– Простите… я… заблудилась. Гостиница… она в какой стороне? – спросила я, мечтая поскорее оказаться в номере, в который вселилась утром.
– Сверните вправо и идите вверх. Минут через пять увидите гостиницу.
– Благодарю вас.
– Надеюсь, вам у нас понравится. Добро пожаловать в Кало, – сказал он и пошел дальше.
В отеле я молча прошла мимо улыбающегося портье, поднялась по массивной деревянной лестнице на второй этаж, толкнула дверь своего номера и плюхнулась на кровать. Давно я так не выматывалась.
Перелет из Нью-Йорка в Рангун занял более трех суток. Потом еще ночь и полдня я тряслась в древнем автобусе, битком набитом людьми, от которых воняло, как от сточной канавы. Вся их одежда состояла из замызганных юбок, ветхих футболок и стоптанных синтетических сандалий. С собой они волокли цыплят и визжащих поросят. Двадцать часов пути по дорогам, которые и дорогами-то назвать нельзя. На что они похожи? По-моему, на русла пересохших рек. Целью моего путешествия был заштатный городишко в отдаленной горной провинции. Зачем я ехала в это бирманское захолустье? Что я тут потеряла? Ничего, но надеялась кое-что найти. Смешно. Я отправилась на поиски, не имея ни малейшего представления о том, чего же я ищу.
Должно быть, я уснула. Солнце успело скрыться, и гостиничный номер тонул в полумраке. На второй кровати лежал чемодан, который я так и не удосужилась открыть. Я озиралась по сторонам, напоминая себе, где нахожусь. Надо мной крутились деревянные лопасти старого потолочного вентилятора. Номер был просторным, однако спартанская меблировка делала его похожим на монашескую келью. Возле двери стоял платяной шкаф, у окна – стол со стулом, а между кроватями – ночной столик. На белых стенах ни зеркала, ни картин.
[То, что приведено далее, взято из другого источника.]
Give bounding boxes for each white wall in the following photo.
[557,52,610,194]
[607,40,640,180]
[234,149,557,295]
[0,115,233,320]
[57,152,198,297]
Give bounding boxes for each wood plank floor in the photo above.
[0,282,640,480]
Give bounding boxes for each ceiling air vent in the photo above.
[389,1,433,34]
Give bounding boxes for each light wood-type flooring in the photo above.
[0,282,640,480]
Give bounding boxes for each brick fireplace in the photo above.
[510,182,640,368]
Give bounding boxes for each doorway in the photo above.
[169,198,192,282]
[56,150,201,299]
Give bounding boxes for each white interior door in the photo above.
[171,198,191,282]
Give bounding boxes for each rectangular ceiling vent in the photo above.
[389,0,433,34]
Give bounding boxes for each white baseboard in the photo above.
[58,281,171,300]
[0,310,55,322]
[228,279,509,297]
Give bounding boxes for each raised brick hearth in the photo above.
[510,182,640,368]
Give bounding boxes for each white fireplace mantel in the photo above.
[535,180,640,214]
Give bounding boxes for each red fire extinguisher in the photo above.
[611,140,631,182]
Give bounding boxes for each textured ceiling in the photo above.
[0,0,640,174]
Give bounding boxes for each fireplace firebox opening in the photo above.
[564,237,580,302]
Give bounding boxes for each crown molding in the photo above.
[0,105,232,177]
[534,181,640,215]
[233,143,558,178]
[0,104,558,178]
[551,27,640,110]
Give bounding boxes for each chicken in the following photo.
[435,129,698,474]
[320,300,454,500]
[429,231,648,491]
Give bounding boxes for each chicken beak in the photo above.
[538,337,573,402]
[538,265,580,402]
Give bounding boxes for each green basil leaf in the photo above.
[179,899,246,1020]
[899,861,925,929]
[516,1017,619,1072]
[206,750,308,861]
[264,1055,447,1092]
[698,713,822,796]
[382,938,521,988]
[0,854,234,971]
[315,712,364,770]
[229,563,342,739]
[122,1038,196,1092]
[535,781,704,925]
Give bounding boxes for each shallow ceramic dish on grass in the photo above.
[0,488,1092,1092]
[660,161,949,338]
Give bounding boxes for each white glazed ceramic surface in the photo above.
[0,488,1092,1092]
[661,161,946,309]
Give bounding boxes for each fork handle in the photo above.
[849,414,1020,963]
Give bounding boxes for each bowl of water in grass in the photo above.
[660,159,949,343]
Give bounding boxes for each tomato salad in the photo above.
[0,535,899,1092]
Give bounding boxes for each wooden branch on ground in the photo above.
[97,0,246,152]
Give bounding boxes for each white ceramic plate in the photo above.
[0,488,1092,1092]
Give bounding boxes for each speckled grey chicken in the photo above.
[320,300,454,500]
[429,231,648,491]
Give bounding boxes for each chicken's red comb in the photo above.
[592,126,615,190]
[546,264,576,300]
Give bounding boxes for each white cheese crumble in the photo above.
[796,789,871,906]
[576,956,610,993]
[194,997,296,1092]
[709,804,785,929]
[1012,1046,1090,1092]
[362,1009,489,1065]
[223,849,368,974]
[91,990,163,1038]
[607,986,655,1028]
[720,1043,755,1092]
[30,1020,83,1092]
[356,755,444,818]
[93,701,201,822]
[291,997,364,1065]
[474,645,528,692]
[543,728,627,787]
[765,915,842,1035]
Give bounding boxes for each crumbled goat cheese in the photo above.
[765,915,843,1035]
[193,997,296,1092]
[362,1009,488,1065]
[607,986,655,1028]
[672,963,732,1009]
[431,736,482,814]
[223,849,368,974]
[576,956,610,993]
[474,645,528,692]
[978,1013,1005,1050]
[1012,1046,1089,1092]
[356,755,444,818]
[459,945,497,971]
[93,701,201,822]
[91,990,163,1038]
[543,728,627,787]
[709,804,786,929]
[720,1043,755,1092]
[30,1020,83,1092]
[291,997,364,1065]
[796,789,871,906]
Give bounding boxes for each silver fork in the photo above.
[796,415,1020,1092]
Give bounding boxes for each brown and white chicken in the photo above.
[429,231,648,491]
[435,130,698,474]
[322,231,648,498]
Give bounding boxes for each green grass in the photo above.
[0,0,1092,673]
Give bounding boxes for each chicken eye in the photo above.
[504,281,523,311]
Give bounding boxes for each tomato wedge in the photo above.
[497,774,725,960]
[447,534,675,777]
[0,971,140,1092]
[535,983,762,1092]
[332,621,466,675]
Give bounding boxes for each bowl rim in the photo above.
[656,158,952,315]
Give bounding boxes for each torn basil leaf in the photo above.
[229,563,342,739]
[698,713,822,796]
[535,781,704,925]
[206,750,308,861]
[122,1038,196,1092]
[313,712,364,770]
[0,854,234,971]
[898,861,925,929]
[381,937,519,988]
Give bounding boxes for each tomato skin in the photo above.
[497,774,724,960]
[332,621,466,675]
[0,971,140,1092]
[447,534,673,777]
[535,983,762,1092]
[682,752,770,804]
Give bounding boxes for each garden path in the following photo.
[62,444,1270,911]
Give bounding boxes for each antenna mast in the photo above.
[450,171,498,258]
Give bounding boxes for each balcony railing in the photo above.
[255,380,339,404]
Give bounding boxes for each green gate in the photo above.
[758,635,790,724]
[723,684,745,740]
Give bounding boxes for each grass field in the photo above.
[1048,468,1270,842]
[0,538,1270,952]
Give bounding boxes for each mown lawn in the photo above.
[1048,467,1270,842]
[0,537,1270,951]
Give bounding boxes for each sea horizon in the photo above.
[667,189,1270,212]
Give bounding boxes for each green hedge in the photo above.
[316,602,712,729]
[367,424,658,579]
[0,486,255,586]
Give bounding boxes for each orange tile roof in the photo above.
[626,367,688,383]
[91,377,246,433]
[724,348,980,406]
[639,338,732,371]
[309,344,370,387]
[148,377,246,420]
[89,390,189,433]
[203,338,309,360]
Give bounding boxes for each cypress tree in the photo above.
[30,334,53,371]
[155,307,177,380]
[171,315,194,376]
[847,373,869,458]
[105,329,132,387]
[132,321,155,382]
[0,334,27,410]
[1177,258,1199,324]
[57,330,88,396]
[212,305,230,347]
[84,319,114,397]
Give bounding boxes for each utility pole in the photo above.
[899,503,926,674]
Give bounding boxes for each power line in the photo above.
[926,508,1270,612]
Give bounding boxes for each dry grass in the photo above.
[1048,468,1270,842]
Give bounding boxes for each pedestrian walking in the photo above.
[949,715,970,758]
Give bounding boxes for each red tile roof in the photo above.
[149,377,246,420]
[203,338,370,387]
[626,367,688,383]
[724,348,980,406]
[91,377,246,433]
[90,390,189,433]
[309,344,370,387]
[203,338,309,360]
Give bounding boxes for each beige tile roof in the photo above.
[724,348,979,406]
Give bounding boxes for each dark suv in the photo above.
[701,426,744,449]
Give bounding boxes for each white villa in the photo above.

Под ногами поскрипывали старые гладкие половицы. Единственным предметом роскоши был маленький корейский холодильник, да и тот не работал. В открытые окна неторопливо вливался прохладный вечерний воздух, шелестя желтыми портьерами и навевая сон.
Неожиданная встреча со стариком казалась еще абсурднее и загадочнее, чем несколько часов назад. Возможно, из-за сумерек. Память об этой встрече успела размыться и потерять последовательность. Откуда-то выплывали призрачные образы, которые я не могла объяснить, бессмысленные картины. Я попыталась вспомнить лицо У Ба, но в памяти остались лишь густые, седые, коротко стриженные волосы. И странная, совершенно непонятная мне улыбка. Была ли это насмешка? Издевка? Или, наоборот, сочувствие?
Чего он хотел от меня?
Денег! Чего же еще? Он не просил напрямую, однако все его замечания о зубах и рубашке недвусмысленно намекали. Как же я раньше не догадалась? Мое имя он легко мог узнать в гостинице. Возможно, даже сговорился с портье. Старый мошенник хотел разжечь мое любопытство, произвести впечатление, а затем предложить свои услуги предсказателя, астролога или хироманта. Но я не попалась на его удочку. Знал бы он, что напрасно расточал красноречие!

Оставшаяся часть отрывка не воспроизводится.